Nesta lógica, torna-se pertinente refletir sobre as exigências que o ensino coloca ao professor, bem como sobre a capacidade que a formação de professores apresenta em dar respostas a este tipo de necessidades, pois o que está em causa não se prende apenas com fundamentos técnicos, mas também com processos de interação humana e relação emocional. Nesta linha de pensamento, espera-se que o processo educativo seja entendido na sua dimensão complexa e criativa, e que os docentes se apresentem críticos sobre a sua intervenção e papel na educação, assumindo um comprometimento com a sua função (Silva dos Santos, 2005).

No sistema educativo que hoje se vive, assiste-se a um processo de transformações profundas e aceleradas em que a educação surge como um elemento que estabelece as relações do homem com a sociedade, disseminando os saberes socialmente produzidos (Silva dos Santos, 2005).
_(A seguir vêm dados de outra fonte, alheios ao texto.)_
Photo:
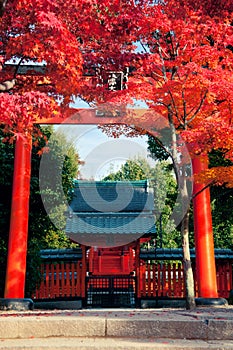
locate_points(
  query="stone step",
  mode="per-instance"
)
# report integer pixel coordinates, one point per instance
(101, 343)
(130, 325)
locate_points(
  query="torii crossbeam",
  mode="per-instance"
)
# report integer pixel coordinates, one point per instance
(17, 249)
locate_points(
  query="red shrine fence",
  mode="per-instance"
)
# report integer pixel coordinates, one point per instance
(154, 280)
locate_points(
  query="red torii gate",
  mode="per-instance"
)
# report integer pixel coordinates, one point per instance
(17, 246)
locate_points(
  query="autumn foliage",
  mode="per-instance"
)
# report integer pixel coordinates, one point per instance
(179, 54)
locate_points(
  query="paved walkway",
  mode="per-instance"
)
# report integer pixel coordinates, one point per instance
(203, 328)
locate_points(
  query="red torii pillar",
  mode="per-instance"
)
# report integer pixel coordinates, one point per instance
(17, 244)
(204, 241)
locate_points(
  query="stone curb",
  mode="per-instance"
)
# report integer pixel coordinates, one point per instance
(58, 326)
(113, 344)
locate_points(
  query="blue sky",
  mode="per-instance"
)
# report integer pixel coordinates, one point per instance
(100, 152)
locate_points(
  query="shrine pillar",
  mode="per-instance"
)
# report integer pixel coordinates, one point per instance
(203, 231)
(18, 235)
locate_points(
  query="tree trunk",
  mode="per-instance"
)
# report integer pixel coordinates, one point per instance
(187, 265)
(182, 184)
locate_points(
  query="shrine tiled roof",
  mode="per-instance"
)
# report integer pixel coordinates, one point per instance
(106, 208)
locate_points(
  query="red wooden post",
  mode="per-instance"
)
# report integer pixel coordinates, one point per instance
(204, 241)
(17, 246)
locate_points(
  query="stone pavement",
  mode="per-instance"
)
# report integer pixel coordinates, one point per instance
(203, 328)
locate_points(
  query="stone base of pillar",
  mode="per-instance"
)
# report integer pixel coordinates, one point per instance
(211, 302)
(16, 304)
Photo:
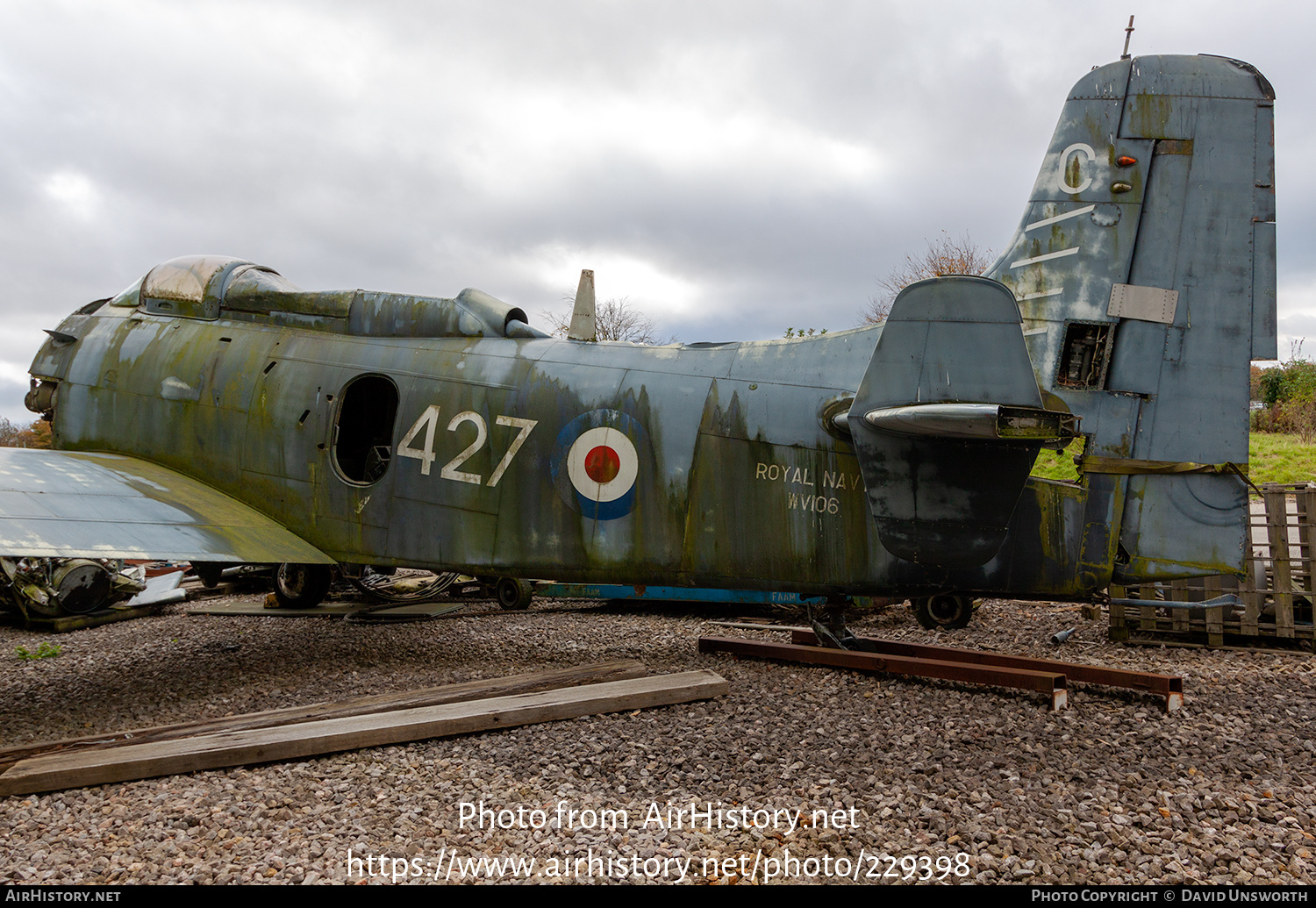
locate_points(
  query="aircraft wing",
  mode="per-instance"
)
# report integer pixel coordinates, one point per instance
(74, 504)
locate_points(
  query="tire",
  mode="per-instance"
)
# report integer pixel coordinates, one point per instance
(944, 612)
(210, 573)
(302, 586)
(512, 594)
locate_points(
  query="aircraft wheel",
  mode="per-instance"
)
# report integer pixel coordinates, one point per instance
(82, 586)
(948, 612)
(302, 586)
(210, 573)
(513, 594)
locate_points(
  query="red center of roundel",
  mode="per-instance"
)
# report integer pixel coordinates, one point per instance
(602, 465)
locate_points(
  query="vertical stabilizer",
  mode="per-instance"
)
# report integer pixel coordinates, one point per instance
(1145, 275)
(583, 325)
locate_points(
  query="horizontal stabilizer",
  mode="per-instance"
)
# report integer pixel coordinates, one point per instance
(75, 504)
(949, 420)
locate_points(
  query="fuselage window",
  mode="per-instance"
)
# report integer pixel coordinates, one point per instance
(363, 436)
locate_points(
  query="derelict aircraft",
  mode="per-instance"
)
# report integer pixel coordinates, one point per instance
(216, 412)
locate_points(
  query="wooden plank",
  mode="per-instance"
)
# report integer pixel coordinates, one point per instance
(1119, 628)
(1307, 533)
(208, 752)
(1179, 616)
(1252, 595)
(426, 697)
(1277, 533)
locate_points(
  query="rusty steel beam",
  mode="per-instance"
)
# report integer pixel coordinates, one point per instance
(1168, 686)
(1026, 679)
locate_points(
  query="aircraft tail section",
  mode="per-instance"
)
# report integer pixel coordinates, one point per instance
(1131, 300)
(1145, 275)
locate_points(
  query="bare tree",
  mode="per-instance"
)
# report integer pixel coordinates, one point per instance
(945, 255)
(24, 436)
(615, 320)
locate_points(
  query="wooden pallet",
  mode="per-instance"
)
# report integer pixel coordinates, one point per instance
(1277, 589)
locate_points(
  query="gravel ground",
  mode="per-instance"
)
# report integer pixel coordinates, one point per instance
(910, 778)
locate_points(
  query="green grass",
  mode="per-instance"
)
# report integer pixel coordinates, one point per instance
(1273, 458)
(1057, 465)
(1278, 458)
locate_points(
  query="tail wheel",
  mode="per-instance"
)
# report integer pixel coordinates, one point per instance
(302, 586)
(948, 612)
(210, 573)
(82, 586)
(513, 594)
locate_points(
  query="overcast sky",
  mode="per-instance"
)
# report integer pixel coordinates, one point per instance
(732, 168)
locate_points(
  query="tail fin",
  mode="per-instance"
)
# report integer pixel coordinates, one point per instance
(1145, 275)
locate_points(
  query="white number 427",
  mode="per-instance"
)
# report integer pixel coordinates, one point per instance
(429, 423)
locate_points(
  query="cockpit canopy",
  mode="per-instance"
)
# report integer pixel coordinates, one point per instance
(213, 286)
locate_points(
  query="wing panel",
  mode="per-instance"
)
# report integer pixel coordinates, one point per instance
(66, 504)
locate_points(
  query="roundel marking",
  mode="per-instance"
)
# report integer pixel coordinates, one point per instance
(597, 463)
(603, 465)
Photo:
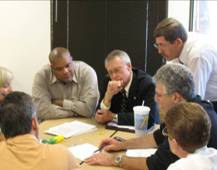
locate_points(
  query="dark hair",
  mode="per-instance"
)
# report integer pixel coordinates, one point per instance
(170, 29)
(16, 114)
(189, 124)
(58, 52)
(118, 53)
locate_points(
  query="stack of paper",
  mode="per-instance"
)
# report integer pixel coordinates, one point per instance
(69, 129)
(83, 151)
(140, 152)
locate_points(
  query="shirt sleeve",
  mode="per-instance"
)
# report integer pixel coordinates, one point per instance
(42, 99)
(201, 68)
(162, 158)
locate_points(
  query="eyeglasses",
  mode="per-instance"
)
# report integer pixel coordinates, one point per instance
(165, 132)
(161, 95)
(160, 46)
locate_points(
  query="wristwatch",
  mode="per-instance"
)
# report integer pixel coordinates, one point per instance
(118, 160)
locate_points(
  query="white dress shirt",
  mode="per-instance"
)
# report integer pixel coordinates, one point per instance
(201, 58)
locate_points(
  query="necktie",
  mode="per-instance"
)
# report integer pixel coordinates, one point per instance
(124, 101)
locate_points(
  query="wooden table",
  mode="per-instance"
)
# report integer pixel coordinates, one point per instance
(91, 137)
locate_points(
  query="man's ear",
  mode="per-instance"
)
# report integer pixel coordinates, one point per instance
(129, 66)
(178, 42)
(177, 98)
(34, 123)
(35, 127)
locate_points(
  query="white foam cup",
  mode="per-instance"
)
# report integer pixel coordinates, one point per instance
(141, 114)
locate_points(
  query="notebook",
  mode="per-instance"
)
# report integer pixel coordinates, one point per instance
(69, 129)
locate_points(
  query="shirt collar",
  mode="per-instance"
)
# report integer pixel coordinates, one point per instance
(127, 87)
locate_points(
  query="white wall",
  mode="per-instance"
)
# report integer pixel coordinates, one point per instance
(179, 9)
(24, 39)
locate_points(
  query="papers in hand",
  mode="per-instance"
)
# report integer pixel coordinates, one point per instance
(83, 151)
(69, 129)
(140, 152)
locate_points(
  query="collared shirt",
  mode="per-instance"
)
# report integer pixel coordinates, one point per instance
(201, 58)
(25, 152)
(79, 97)
(126, 88)
(202, 159)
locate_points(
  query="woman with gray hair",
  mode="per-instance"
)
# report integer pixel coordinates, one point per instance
(6, 77)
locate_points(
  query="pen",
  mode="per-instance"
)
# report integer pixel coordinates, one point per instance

No entanto, a presença de diferentes realidades num meio escolar comum, é representativa da singularidade e unicidade do indivíduo, em que os educandos não podem ser reconhecidos como folhas de papel em branco, pois estas pessoas apresentam uma experiência e uma capacidade de pensamento que deve ser considerada (Sampaio, Socorro dos Santos & Mesquida, 2002; Storti, 2010).